Sterilized seeds were washed 5 times with sterilized pure water, wrapped in kitchen paper moistened with sterilized water, placed in a plastic container to shield it from light, and the container was cultured at a constant temperature of 22 ° C. The seeds were allowed to stand in the room for 5 days, and the rooted Hima seeds were sown in the culture soil.
After sowing, in an artificial weather room where the room temperature was constant at 28 ° C, the light period was 16 hours and the dark period was 8 hours, and the light source used in the light period was a metal halide lamp (photon flux density, 1000 μmol / m ² / s). As a result, the free time was grown. Then, after sowing in the potting soil, seeds were harvested from castor beans that had grown for about 4 months.

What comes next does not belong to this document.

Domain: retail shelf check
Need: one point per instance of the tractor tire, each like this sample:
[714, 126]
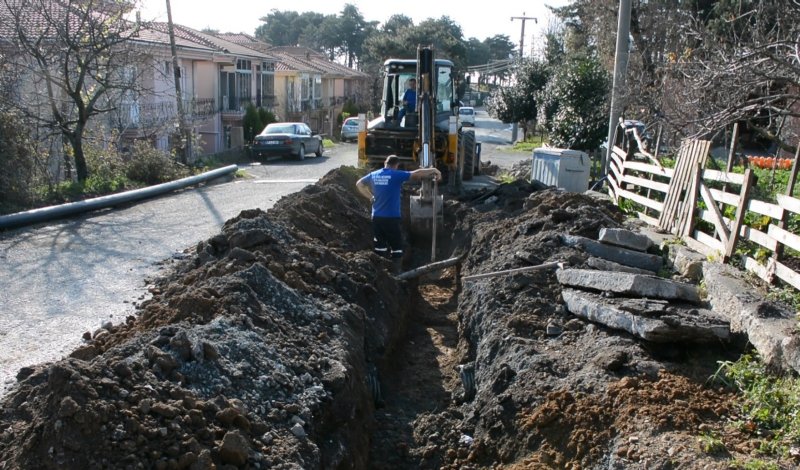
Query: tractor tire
[468, 138]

[3] Creation of molecular phylogenetic tree Among the proteins encoded by these genomes, TAG A protein having class_3 lipase (PF01764), which is a domain characteristic of lipase, was extracted. Phytosome12 <URL: https://phytozome.jgi.doe.gov/pz/portal.html> was used for this extraction.
Then, the amino acid sequence of the extracted protein was phylogenetically analyzed to create a molecular phylogenetic tree. MEGA7 <URL: https://www.megasoftware.net/> was used for this phylogenetic analysis, and the bootstrap value was determined from 1000 iterations.
The created molecular phylogenetic tree is shown in FIG.
In FIG. 1, the protein derived from castor bean is marked with ◯, and the protein derived from jatropha is marked with ●.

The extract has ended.